Human adipose angiotensinogen gene expression and secretion are stimulated by cyclic AMP via increased DNA cyclic AMP responsive element binding activity.

Components of the adipose renin-angiotensin system (RAS) have been suggested as providing a potential path-way linking obesity to hypertension. In adipose cells, the biological responses to beta-adrenergic stimulation are mediated by an increase in intracellular cAMP. Because an association exists among body fat mass, hypertension, and increased sympathetic stimulation, we examined the influence of cAMP on angiotensinogen (ATG) expression and secretion in human adipose tissue and in parallel we studied the DNA binding activity of CRE transcriptional factors.

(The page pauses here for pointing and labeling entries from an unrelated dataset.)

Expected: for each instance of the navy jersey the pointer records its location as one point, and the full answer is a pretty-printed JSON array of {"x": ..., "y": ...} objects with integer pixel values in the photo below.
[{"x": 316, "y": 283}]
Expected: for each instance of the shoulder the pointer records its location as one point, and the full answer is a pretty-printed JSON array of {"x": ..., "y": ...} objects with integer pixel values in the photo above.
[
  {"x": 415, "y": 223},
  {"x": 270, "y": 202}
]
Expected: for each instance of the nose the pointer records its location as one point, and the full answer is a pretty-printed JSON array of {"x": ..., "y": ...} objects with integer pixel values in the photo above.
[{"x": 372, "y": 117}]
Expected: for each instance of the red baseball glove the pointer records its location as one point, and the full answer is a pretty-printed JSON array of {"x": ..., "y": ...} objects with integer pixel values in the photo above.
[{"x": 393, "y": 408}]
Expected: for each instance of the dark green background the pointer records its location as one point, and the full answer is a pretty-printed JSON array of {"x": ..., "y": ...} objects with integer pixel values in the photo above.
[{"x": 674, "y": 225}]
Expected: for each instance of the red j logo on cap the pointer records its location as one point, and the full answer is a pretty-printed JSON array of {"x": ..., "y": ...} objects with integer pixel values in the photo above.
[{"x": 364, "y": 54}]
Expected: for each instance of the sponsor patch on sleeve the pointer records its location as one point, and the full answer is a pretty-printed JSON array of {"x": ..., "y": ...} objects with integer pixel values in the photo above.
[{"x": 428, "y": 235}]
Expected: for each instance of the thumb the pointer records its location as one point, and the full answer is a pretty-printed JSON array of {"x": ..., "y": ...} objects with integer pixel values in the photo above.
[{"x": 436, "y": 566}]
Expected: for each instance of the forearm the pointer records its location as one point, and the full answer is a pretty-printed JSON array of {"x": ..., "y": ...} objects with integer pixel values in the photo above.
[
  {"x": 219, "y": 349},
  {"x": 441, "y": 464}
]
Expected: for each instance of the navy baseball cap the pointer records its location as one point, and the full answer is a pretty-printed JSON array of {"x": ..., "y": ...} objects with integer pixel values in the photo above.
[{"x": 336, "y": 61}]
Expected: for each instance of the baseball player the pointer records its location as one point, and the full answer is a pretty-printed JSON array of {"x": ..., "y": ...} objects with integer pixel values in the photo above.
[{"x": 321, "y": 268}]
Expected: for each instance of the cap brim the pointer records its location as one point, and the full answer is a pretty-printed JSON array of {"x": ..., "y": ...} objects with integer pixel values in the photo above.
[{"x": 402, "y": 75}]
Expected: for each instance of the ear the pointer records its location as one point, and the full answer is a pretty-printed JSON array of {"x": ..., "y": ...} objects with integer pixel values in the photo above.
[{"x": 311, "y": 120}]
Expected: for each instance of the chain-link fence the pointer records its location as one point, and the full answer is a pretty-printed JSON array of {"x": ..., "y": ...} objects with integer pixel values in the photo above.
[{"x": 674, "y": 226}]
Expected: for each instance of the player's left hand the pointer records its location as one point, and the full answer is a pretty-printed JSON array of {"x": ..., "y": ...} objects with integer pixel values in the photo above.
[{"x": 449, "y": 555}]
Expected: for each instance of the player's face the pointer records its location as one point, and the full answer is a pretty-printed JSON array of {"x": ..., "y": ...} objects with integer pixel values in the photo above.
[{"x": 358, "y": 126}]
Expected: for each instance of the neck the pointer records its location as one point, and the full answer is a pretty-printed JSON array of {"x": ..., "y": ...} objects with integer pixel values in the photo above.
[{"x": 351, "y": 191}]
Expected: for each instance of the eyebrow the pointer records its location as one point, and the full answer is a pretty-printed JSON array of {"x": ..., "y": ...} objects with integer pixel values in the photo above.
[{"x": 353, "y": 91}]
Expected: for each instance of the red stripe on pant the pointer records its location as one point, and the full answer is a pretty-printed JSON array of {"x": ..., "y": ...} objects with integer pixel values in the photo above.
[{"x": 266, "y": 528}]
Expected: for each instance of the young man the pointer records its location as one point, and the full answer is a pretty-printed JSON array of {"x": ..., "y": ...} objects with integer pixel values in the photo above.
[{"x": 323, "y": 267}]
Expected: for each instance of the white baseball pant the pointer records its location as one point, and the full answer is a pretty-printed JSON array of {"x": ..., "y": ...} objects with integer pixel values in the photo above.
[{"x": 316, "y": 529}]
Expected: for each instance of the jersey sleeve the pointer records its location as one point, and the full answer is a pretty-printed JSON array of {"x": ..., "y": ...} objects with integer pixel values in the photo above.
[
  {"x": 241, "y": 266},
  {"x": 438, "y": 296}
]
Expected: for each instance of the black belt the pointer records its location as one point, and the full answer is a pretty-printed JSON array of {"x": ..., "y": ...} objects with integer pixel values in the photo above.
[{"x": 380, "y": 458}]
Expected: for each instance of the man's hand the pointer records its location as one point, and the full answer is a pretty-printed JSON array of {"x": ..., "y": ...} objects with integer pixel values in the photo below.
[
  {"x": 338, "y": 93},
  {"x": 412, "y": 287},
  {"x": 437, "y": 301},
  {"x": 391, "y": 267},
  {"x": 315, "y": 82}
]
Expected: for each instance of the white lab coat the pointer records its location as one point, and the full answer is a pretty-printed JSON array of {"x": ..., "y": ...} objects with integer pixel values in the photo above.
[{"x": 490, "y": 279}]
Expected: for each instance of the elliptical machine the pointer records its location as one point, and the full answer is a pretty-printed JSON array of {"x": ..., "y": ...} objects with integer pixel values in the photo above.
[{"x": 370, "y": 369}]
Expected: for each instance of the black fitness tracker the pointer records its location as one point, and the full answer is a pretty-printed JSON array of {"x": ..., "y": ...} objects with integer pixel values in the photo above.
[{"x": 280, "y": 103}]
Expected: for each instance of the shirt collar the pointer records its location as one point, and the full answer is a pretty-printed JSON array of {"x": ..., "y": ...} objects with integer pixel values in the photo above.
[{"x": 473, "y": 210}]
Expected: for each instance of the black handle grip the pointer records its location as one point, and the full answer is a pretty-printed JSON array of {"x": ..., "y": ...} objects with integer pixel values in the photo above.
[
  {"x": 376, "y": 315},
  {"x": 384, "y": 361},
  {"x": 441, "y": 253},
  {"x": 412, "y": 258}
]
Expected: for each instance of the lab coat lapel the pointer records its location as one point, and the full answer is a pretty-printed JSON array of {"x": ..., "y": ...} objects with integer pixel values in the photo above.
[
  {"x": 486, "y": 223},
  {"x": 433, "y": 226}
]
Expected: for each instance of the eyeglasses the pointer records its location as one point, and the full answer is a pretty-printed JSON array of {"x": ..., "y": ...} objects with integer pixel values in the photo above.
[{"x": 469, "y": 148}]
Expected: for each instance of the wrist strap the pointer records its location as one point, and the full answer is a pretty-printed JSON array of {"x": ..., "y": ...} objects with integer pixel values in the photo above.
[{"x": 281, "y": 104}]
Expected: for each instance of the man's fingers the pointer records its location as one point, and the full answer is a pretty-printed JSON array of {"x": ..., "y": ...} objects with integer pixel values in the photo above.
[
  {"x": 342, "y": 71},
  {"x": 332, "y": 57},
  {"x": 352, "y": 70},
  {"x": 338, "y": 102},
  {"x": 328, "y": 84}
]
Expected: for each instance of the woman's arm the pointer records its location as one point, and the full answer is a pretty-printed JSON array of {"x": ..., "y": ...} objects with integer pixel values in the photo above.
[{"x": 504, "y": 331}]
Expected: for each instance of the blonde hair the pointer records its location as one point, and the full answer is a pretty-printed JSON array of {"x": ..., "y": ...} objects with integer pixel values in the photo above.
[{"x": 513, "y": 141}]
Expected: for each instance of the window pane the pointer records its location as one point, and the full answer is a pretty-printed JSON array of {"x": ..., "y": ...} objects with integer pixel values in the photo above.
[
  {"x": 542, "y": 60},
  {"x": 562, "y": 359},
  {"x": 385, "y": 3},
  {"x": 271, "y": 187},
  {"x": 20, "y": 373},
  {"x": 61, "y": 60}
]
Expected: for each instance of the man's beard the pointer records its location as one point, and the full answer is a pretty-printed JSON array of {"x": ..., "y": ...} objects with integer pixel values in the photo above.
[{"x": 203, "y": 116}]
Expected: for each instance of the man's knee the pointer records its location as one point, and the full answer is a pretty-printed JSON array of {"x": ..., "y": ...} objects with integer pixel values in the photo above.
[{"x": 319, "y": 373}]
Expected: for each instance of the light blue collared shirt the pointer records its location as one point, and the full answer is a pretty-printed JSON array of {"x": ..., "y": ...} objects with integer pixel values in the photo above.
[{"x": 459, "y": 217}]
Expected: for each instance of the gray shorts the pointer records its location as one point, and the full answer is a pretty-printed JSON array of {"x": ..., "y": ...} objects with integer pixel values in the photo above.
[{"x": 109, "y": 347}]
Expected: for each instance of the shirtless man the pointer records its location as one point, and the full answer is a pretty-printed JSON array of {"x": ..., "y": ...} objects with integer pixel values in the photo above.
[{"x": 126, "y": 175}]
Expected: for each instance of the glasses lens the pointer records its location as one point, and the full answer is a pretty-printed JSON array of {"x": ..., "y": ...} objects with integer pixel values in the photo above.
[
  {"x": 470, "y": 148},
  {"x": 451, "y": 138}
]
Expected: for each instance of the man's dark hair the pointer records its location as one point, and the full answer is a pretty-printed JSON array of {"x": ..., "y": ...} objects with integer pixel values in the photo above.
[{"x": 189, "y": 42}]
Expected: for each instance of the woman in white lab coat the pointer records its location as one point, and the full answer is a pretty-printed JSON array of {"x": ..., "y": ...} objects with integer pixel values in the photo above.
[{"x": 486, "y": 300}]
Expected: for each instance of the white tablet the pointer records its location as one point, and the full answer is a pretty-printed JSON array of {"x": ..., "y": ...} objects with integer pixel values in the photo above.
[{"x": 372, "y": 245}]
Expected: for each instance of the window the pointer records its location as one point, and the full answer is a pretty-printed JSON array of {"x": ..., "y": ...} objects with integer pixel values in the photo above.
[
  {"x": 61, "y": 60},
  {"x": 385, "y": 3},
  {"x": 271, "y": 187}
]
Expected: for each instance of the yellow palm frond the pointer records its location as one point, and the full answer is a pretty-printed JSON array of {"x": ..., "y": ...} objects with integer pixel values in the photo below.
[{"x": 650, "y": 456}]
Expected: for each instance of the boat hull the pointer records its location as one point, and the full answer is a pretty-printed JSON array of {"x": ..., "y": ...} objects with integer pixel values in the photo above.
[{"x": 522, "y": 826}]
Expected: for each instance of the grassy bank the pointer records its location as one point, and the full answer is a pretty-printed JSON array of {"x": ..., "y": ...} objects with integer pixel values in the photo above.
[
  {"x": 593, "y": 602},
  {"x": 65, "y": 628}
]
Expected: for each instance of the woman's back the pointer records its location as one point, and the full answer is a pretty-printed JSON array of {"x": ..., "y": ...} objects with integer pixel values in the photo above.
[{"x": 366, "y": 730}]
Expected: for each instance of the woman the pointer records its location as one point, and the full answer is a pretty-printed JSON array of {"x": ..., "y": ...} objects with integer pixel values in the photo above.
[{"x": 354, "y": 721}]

A 24 h exposure to the cAMP analog 8Br-cAMP resulted in significant increases in ATG mRNA levels (+176+/-60%) and protein secretion (+40+/-27%). The ability of 8Br-cAMP to promote ATG gene expression was unaltered by H89, a protein kinase A inhibitor, because H89 per se was found to stimulate ATG mRNA levels and protein secretion. Moreover, 8Br-cAMP stimulated the specific CRE DNA binding activity (+115+/-14%) in human adipocyte nuclear extracts as assessed by electrophoretic mobility shift assays. These results indicate that cAMP upregulates in vitro ATG expression and secretion in human adipose tissue and that the induction in ATG mRNA levels appears to result, at least in part, from positive effects on the DNA binding activity of CRE transcription factors. Further studies are required to determine whether this regulatory pathway is activated in human obesity and to elucidate the importance of adipose ATG to the elevated blood pressure observed in this pathological state.